Llamar “traidor” a un expresidente porque critique al Gobierno es como pitar penalti cada vez que alguien pisa el área: al tercer pitido el público ya no se enfada, bosteza. Si discrepar es traición, ¿qué queda para la traición de verdad? ¿“Mega-traidor deluxe con borde crujiente”?

Por eso, sin que nadie tenga que rematarla, Sarah Santaolalla queda en evidencia: el salto de “no me gusta lo que dice” a “es un traidor” es tan grande que, más que una idea, parece un atajo. Un atajo directo al titular. Y, claro, en cuanto conviertes la tertulia en una fábrica de adjetivos XXL, pasa lo inevitable: se te ve el truco.

Juan del Val apostilló que “lo dice bastante gente”. Traducido: esto no va de análisis, va de tendencia.

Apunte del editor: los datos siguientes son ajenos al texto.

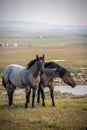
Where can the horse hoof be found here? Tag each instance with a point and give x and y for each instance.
(33, 106)
(53, 105)
(43, 105)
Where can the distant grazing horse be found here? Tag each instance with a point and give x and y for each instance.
(52, 70)
(23, 77)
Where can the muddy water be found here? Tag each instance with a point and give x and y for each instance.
(78, 90)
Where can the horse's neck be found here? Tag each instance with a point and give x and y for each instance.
(51, 74)
(34, 70)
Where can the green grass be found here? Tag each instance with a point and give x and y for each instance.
(69, 113)
(74, 55)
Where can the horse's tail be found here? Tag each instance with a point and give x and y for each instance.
(3, 82)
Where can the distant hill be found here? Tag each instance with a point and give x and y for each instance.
(7, 27)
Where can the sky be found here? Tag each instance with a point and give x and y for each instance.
(59, 12)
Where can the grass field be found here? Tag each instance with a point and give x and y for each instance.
(71, 56)
(70, 113)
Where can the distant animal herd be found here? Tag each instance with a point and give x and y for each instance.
(37, 75)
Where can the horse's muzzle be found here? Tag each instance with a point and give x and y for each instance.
(74, 84)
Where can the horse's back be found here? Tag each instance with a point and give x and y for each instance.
(13, 74)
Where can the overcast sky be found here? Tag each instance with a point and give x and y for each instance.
(60, 12)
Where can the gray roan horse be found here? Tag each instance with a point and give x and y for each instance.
(23, 77)
(52, 70)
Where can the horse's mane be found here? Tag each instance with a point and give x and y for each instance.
(31, 63)
(59, 68)
(50, 65)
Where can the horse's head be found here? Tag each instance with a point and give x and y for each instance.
(40, 63)
(67, 78)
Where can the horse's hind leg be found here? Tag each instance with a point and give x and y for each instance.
(52, 95)
(43, 96)
(38, 95)
(33, 97)
(10, 91)
(28, 92)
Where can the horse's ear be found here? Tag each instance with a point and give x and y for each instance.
(43, 56)
(36, 56)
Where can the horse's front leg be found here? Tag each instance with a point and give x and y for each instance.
(42, 95)
(52, 95)
(28, 92)
(38, 94)
(33, 97)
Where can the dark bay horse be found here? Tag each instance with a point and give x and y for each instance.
(23, 77)
(52, 70)
(47, 79)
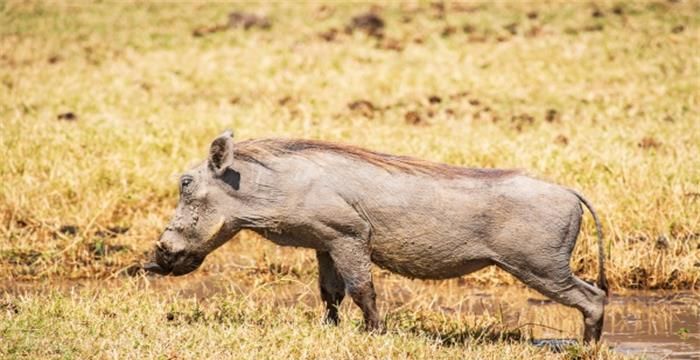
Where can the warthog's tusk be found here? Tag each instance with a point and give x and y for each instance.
(215, 230)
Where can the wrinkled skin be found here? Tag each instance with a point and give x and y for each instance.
(355, 213)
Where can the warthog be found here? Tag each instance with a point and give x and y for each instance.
(357, 207)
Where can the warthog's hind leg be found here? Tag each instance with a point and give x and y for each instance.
(568, 290)
(354, 265)
(331, 285)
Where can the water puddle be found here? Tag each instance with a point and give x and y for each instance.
(653, 324)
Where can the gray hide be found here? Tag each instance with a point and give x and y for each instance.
(356, 207)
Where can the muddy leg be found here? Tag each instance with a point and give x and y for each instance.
(354, 266)
(331, 285)
(571, 291)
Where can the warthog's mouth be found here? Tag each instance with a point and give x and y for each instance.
(181, 266)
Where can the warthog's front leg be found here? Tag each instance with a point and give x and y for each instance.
(353, 263)
(331, 285)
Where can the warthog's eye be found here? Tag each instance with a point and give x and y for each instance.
(185, 182)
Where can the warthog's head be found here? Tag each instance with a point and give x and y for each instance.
(205, 215)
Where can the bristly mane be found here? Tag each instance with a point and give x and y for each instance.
(255, 151)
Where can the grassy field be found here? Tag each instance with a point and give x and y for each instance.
(102, 105)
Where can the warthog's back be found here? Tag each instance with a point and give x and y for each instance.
(425, 220)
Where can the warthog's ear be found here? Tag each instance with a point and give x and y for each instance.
(221, 152)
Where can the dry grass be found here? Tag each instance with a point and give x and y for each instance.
(101, 105)
(139, 322)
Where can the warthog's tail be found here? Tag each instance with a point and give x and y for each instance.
(602, 280)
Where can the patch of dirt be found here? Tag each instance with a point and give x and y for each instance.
(448, 31)
(521, 121)
(512, 28)
(561, 140)
(68, 230)
(413, 118)
(112, 231)
(236, 20)
(434, 99)
(101, 248)
(593, 28)
(248, 21)
(649, 142)
(370, 23)
(391, 44)
(67, 116)
(363, 107)
(552, 116)
(20, 257)
(678, 29)
(329, 35)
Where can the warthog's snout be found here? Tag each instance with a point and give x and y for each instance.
(168, 262)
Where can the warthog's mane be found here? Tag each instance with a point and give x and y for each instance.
(259, 151)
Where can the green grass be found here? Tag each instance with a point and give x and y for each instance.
(132, 321)
(603, 97)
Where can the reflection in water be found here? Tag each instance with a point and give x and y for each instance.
(656, 324)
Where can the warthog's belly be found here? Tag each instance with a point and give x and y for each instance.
(428, 264)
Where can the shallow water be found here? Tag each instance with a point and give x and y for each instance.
(654, 324)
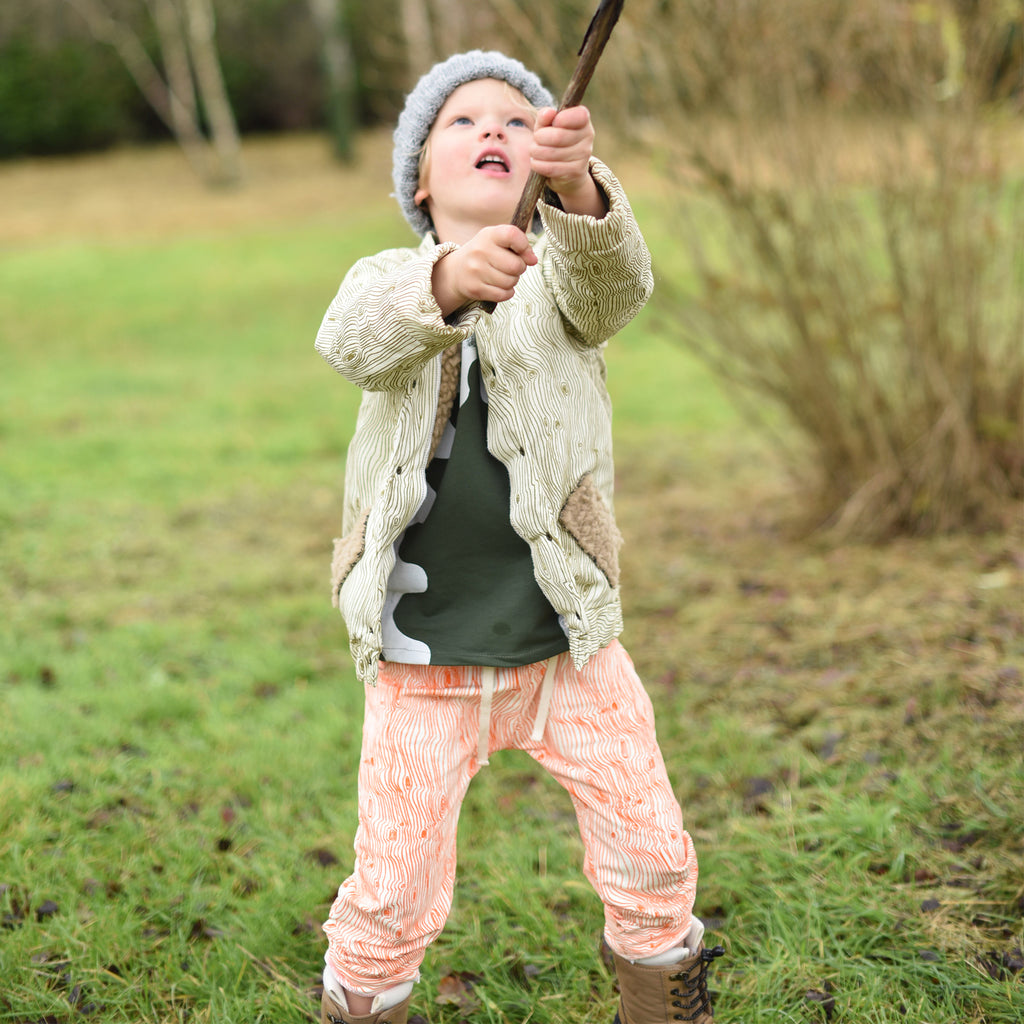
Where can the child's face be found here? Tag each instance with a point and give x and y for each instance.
(478, 159)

Y cuando una tendencia es llamar “traidor” a todo el que se sale del guion, el debate se queda como una pizza sin masa: mucha cosa encima, pero no sostiene nada.

En medio del momento, Rosa Belmonte soltó una frase “prestada” de La maravillosa señora Maisel y se produjo uno de esos silencios de plató que valen más que un editorial: ese segundo en el que todos piensan “sigamos, sigamos”. Belmonte explicó el origen; Motos tiró de comodín (“no me acuerdo”); y la tertulia volvió al carril.

Pero el retrato ya estaba hecho: si tu análisis necesita dinamita verbal para parecer contundente, quizá no era tan contundente. Y si el argumento más fuerte es una etiqueta, entonces no estás explicando la política… estás compitiendo por el eslogan.

Y en prime time, eso se nota. Mucho.